La phrase d’Alain Housioux écrite en l693 exprime ce chemin parcouru: “Ne te compare pas aux autres par crainte de devenir vain ou amer, car toujours tu trouveras meilleur ou pire que toi, Aime ton travail aussi humble soit-il car c’est un bien réel dans un monde incertain”.

Et la vigne m’a donné ce bien réel.

Un long silence parle de complicité et d’amitié entre le jeune et son aîné… L’un repense à sa longue existence, partagée encore aujourd’hui avec sa chère Elise; sur ses lèvres un sourire.

Joël remarque devant son soulier un gland qu’il ramasse et met dans sa poche.

D’un vallon tout proche, les cloches d’un troupeau.

– Grand-Papa, tu as maintenant loué tes vignes à d’autres exploitants du village. Avec les forces qui diminuent, cela ne doit pas être facile de vieillir, que veut dire pour toi la retraite? Dis-moi que penses-tu du temps qui passe?

– Vois-tu mon ami, j’entends souvent les gens dire: “comme le temps passe”…

J’ai la conviction que c’est plutôt nous qui passons!…

Te souviens-tu qu’un jour d’hiver, ta grand’ maman et moi prenions le train?

Il y a quelques jours, à la même gare, j’accompagnais un ami qui avait remplacé sa voiture par un abonnement général.
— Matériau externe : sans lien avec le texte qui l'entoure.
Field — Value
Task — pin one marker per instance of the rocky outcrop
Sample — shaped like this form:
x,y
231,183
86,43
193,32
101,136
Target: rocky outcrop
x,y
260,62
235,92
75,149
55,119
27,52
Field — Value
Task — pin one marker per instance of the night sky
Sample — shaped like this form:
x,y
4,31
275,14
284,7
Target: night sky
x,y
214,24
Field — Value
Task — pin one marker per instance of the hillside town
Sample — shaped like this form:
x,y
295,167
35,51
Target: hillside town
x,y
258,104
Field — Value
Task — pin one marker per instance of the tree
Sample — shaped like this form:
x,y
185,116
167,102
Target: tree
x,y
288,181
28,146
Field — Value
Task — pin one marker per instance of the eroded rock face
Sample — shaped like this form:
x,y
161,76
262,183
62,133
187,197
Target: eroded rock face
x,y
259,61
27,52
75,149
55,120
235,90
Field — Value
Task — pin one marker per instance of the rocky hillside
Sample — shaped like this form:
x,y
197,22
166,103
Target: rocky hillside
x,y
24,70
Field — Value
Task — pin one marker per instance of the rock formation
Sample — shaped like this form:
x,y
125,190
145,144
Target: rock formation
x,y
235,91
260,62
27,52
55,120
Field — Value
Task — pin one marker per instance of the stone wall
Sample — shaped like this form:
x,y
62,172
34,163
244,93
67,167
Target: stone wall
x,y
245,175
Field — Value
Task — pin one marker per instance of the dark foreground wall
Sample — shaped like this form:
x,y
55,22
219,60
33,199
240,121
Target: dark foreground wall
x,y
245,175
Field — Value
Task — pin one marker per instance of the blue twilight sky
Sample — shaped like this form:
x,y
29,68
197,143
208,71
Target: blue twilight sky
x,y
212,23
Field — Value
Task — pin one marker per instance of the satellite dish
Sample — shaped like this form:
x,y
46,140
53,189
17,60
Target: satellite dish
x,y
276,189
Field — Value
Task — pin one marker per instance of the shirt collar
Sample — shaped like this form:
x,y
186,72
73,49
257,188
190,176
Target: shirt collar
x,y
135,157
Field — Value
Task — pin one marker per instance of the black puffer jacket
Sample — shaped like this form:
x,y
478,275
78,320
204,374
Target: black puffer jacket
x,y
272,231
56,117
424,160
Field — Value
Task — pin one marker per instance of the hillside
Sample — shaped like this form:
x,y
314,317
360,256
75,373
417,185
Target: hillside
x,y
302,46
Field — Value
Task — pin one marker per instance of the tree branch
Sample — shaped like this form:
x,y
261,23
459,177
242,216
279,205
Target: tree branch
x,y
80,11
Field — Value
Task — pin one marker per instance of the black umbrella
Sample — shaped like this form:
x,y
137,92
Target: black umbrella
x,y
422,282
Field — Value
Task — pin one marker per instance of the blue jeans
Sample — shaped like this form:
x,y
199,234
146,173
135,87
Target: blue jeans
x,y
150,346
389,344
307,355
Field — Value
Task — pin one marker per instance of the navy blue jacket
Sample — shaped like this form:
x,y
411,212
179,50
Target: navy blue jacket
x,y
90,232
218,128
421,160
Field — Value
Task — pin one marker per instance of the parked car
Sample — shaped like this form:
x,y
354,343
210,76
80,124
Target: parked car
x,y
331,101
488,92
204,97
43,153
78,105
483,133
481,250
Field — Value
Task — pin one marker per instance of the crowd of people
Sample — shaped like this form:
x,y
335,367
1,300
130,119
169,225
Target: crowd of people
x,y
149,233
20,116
C’est le soir, sur le Jura un nuage ourlé de lumière fait croire au soleil.

Presque sans bruit, le train s’arrête et, sans chef de gare ni cloche, repart pour disparaître à la courbe des voies.

A ce moment, une mélancolie m’étreint dans la perspective d’un voyage à vivre seul, tout laisser, ne plus être, partir vers un inconnu…

Un jour d’hiver, nous partions aussi vers un inconnu qui, sous d’autres cieux, est devenu découvertes et rencontres.

Et la vie a passé, marquée, enrichie par les amitiés vécues dans la suite des jours ordinaires, accompagné d’une présence d’un appui qui n’est pas celui du hasard. Mon existence m’a montré la rassurante beauté du mot CONFIANCE.

Entre le nuage et la montagne, un rayon illumine la campagne: l’automne donne une dernière brillance aux feuilles du vieux chêne.

Sur le chemin du village, Joël retrouve un gland tout au fond de sa poche. Il le gardera souvenir de mots échangés sous un vieux chêne.